In our study, the serum level of CA-125 was significantly higher in the group with histologically proven endometriomas. However, the minimal serum CA-125 contained in this group was 11.68U/mL (data not shown), which reminds us that a serum level of CA-125 within normal range doesn’t exclude endometriosis. On the other hand, the maximal serum CA-125 contained in the group with other benign adnexal cysts was 53.06 (data not shown), which showed that a higher-than-normal serum level of CA-125 may still be correlated with a condition other than endometriosis and malignancy.
Our initial hypothesis was that CA-125 should be positively linearly correlated to the volume of the endometrioma.

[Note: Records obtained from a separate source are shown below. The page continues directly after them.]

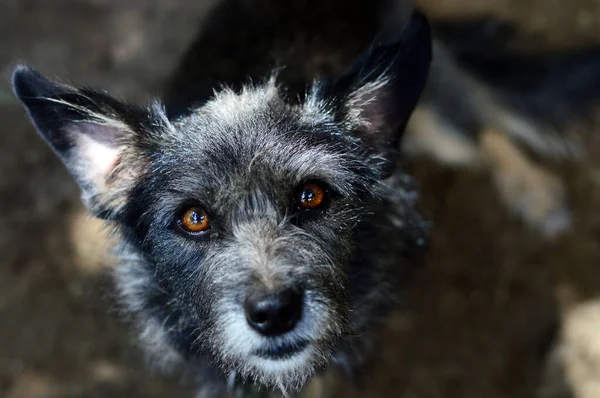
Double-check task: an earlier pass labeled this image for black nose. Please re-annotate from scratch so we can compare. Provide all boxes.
[244,289,302,336]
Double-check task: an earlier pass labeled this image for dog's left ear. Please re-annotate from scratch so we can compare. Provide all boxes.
[325,11,432,171]
[13,66,161,219]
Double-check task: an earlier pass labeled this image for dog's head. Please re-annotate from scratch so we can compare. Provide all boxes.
[13,14,431,388]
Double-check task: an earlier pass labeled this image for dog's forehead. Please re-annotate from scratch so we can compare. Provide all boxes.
[157,84,364,194]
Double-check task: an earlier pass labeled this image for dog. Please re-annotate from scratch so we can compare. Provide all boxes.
[12,0,431,397]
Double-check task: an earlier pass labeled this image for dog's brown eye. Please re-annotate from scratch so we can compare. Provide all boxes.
[298,183,327,209]
[179,207,210,234]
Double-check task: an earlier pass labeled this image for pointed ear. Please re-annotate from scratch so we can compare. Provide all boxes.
[327,11,432,168]
[12,66,154,219]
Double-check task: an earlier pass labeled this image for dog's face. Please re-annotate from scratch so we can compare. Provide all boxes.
[14,11,430,389]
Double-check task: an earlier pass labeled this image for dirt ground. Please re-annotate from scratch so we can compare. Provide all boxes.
[0,0,600,398]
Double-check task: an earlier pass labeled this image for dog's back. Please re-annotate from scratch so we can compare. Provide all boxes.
[164,0,403,117]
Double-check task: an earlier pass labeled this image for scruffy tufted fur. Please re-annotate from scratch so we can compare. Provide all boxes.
[13,4,431,396]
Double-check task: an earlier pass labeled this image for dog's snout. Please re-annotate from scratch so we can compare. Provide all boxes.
[245,288,303,336]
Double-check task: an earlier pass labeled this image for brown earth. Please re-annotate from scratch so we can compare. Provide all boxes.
[0,0,600,398]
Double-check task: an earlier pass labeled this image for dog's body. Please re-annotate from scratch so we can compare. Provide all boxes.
[13,0,431,397]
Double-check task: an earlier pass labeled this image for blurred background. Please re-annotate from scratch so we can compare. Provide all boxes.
[0,0,600,398]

On the other hand, presuming that the lower MGV correlated with a stronger inflammatory process, we supposed that there would be a negative correlation between MGV and CA-125. However, there were no significant correlations noted in our study. CA-125 is mainly derived from the endometrium and the irritated peritoneum. It might be the area of the surface of the endometrioma in contact with the peritoneum (but not the volume or the inflamed contents) that accounts for the elevation of serum CA-125. Some other factors should also be taken into consideration, such as combination with adenomyosis, pelvic inflammatory disease or adhesion, the timing of testing (which phase of the menstrual cycle), etc.
MGV analysis allows an objective and quantitative evaluation for endometriomas’ echogenicity to distinguish them from other benign adnexal cysts in an ambiguous condition. This method might exclude a subjective component of evaluation, thereby improving the diagnostic reliability of ultrasound examination. It is automatic and easily reproducible, and removes observer variability. Nevertheless, we must be aware that the reproducibility of data is dependent strictly on standardization of operating conditions, as the reference normal echogenicity could change in relation to different ultrasound equipment settings.

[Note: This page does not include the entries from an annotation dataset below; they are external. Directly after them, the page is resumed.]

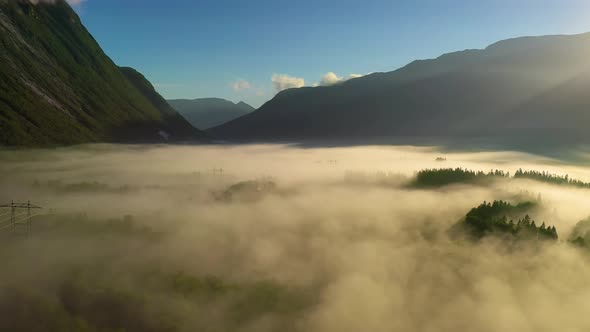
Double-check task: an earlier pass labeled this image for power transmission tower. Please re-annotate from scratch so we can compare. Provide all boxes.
[0,201,42,236]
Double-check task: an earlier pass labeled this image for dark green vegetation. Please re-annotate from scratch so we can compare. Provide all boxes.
[217,180,277,202]
[514,169,590,188]
[168,98,254,129]
[411,168,510,188]
[410,167,590,188]
[455,201,558,240]
[0,0,204,146]
[569,218,590,249]
[0,215,316,332]
[33,180,137,194]
[209,34,590,147]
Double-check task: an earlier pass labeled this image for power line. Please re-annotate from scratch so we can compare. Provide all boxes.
[0,201,42,236]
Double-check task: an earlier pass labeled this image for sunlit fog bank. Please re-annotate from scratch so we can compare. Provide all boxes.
[0,145,590,332]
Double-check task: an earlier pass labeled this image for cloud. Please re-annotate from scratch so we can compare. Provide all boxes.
[320,71,363,86]
[232,79,252,92]
[272,74,305,92]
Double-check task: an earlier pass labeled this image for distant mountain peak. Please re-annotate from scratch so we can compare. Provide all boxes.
[168,98,254,129]
[208,33,590,148]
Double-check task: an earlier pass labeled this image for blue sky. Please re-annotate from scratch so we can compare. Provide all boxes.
[75,0,590,107]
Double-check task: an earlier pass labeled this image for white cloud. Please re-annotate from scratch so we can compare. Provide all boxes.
[320,71,363,87]
[272,74,305,92]
[232,79,252,92]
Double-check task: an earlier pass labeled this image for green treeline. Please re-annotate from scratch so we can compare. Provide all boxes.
[514,169,590,188]
[412,167,510,188]
[462,201,558,240]
[410,167,590,188]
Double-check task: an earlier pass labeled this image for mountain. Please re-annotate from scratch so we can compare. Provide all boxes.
[0,0,206,146]
[168,98,255,129]
[209,34,590,145]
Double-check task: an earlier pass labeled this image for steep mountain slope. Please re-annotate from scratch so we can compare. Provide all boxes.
[0,0,204,146]
[209,34,590,140]
[168,98,254,129]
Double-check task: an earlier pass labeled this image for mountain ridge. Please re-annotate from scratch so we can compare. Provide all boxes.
[168,98,255,129]
[0,0,207,146]
[208,33,590,145]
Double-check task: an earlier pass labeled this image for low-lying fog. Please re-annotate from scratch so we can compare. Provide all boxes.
[0,145,590,332]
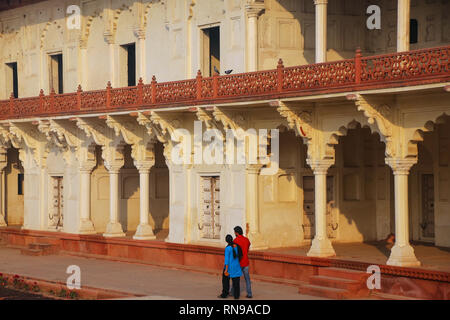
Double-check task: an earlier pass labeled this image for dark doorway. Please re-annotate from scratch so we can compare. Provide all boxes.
[203,27,220,76]
[49,54,64,94]
[6,62,19,98]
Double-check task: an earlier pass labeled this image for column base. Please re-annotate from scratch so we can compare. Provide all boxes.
[133,224,156,240]
[103,222,125,238]
[306,237,336,258]
[248,232,269,250]
[386,244,420,267]
[77,220,97,234]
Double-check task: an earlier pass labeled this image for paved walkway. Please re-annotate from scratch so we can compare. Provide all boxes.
[266,241,450,272]
[0,247,326,300]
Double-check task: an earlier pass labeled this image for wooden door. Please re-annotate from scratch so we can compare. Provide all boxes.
[420,174,434,239]
[199,177,222,239]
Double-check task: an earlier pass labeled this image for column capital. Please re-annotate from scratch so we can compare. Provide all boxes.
[78,161,95,173]
[245,163,263,174]
[306,159,334,174]
[105,162,123,173]
[385,158,417,175]
[103,30,115,44]
[245,2,265,18]
[133,27,145,40]
[134,160,155,173]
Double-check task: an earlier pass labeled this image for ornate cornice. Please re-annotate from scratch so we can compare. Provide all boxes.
[245,2,265,18]
[196,108,218,129]
[306,158,334,175]
[213,107,247,130]
[276,101,313,140]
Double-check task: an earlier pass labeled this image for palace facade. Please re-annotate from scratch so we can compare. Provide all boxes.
[0,0,450,266]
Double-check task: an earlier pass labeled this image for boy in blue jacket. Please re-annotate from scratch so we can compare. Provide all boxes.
[219,234,242,299]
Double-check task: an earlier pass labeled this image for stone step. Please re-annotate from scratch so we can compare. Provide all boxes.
[298,284,350,300]
[309,276,365,292]
[319,268,370,281]
[20,248,43,256]
[28,243,59,255]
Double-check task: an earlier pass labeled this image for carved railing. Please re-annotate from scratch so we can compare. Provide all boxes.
[0,46,450,119]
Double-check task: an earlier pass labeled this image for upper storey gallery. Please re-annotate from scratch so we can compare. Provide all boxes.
[0,0,450,100]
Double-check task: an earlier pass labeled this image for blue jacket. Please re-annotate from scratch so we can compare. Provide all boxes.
[224,246,242,278]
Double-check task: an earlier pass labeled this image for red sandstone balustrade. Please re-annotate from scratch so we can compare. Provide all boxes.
[0,46,450,119]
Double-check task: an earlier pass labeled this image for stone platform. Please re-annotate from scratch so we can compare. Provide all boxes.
[0,227,450,299]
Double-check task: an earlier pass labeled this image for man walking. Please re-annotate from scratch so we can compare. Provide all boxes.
[234,226,253,298]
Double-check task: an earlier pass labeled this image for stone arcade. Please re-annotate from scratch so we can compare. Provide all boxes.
[0,0,450,266]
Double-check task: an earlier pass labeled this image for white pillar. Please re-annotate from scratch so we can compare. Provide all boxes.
[133,169,156,240]
[134,29,146,82]
[0,167,6,227]
[397,0,411,52]
[77,167,96,234]
[246,164,268,250]
[314,0,328,63]
[386,158,420,267]
[307,159,336,257]
[103,166,125,237]
[79,43,88,90]
[245,3,264,72]
[103,31,117,87]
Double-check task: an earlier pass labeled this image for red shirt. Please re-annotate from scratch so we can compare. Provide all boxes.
[233,235,250,268]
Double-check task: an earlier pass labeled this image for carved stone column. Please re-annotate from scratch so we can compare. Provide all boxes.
[386,158,420,267]
[397,0,411,52]
[103,155,125,237]
[0,162,7,227]
[77,162,96,234]
[79,39,88,89]
[307,159,336,257]
[134,28,146,82]
[133,164,156,240]
[245,164,268,250]
[314,0,328,63]
[103,31,117,87]
[245,2,264,72]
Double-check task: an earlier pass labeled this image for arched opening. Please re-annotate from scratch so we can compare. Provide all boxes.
[258,127,308,248]
[409,115,450,247]
[329,122,395,242]
[149,142,169,240]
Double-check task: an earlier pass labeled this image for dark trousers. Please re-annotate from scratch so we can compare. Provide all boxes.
[222,270,241,299]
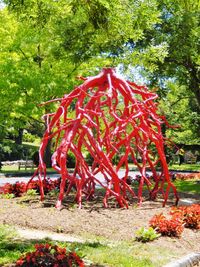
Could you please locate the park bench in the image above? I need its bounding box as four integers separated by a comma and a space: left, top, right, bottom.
18, 160, 34, 170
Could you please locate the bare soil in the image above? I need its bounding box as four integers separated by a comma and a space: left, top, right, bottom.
0, 194, 200, 256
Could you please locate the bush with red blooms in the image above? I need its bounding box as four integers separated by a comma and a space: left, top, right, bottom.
170, 204, 200, 229
0, 182, 26, 197
175, 172, 200, 180
149, 213, 184, 237
15, 244, 85, 267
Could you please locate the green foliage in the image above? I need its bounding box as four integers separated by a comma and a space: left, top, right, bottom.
0, 193, 15, 199
174, 180, 200, 194
136, 227, 161, 243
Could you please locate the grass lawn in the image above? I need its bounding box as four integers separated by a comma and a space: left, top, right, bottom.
174, 180, 200, 194
0, 225, 178, 267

We consider our findings only preliminary in the sense that the results are evidence of the general feasibility of the method itself. Further studies are needed to demonstrate a range or the cut-off value of MGV to differentiate an endometrioma from other benign adnexal cysts.
In conclusion, for infertile patients before IVF and asymptomatic patients who hesitate to receive surgical intervention for pathological diagnosis, MGV might be useful in differential of homogeneous hypoechogenic adnexal cysts. This is a novel method to discriminate an endometrioma from other hypoechogenic adnexal cysts, and its application in different areas might be pursued via further studies.